L'incarnation du sacré : le striptease dans l'Antiquité
Débutons notre épopée à l'aube de la civilisation, à l'époque de l'Antiquité. Le striptease n'était pas perçu alors comme un simple divertissement érotique, mais plutôt comme une représentation sacrée, un rituel marquant lié à la spiritualité et au sacré. Au Moyen-Orient, par exemple, les danses du ventre à véritablement caractère de striptease étaient pratiquées pour apaiser les dieux et favorisaient la fertilité.
De la Grèce ancienne à Rome : une métamorphose érotico-artistique
En avançant dans le temps, le striptease a commencé à prendre un virage plus artistique dans la Grèce ancienne. Les danseuses pyrrhiques ont mis à nu la sensualité dans leurs mouvements lors de spectacles publics. Ce nouvel élan sera hérité par la Rome antique, où les danses lascives de Lydia enflammaient le public romain, avivant le désir et la passion. On peut ainsi avancer que le striptease a alors commencé à se frayer un chemin vers l'érotisme.
Le Moyen Âge : une mise en sourdine
Le Moyen Âge apparaît comme une période de relative obscurité pour le striptease. La morale religieuse strictement conservatrice a en effet mis en sourdine les expressions publiques de la sexualité, et donc le striptease.
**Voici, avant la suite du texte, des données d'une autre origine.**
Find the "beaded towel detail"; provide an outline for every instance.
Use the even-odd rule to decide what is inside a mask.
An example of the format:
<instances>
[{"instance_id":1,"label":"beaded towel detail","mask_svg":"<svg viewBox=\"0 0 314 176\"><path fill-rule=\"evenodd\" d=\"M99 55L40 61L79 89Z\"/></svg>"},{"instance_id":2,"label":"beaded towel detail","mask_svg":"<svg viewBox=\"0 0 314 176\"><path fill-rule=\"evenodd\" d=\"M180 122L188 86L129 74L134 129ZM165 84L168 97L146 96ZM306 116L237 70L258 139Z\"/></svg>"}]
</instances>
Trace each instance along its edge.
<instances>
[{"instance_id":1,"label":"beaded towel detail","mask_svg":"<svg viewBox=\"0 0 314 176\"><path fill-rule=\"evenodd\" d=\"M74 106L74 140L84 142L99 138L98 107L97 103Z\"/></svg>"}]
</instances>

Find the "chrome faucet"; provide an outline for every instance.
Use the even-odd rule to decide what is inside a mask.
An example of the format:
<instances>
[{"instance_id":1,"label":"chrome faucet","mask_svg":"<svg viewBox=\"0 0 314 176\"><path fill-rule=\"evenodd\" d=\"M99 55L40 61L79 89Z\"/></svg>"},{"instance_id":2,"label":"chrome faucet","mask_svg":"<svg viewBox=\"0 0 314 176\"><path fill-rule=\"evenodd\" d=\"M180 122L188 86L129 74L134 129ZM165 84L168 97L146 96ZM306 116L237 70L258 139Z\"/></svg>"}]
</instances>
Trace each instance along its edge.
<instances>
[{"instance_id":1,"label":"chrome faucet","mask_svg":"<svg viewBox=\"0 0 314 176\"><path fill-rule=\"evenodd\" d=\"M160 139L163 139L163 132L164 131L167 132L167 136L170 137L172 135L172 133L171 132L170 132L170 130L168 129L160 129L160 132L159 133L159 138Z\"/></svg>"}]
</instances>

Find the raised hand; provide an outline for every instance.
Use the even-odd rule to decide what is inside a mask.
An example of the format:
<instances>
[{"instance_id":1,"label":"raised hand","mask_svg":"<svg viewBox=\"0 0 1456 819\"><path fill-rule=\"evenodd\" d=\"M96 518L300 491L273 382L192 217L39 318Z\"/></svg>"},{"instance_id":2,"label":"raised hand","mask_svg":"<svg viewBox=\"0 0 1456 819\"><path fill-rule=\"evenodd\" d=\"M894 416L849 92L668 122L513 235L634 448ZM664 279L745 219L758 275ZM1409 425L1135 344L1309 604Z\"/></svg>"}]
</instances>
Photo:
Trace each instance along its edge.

Toutefois, il est essentiel de comprendre que cette époque a été cruciale pour modeler le striptease contemporain, en le poussant dans l'ombre, préconisant une exploration plus privée de la sensualité.
La Renaissance : s'ouvrir à une nouvelle perspective
Avec la Renaissance et l'humanisme, la vision du corps humain s'est modifiée. Le corps a été réapprécié, sortant de l'ombre de la culpabilité et du péché. Cela a permis d'aborder le striptease d'une nouvelle manière. Les danses, les fêtes et les arts de la performance ont redoublé d'inventivité, intégrant parfois, timidement, cette dimension érotique que l'on assimile aujourd'hui au striptease.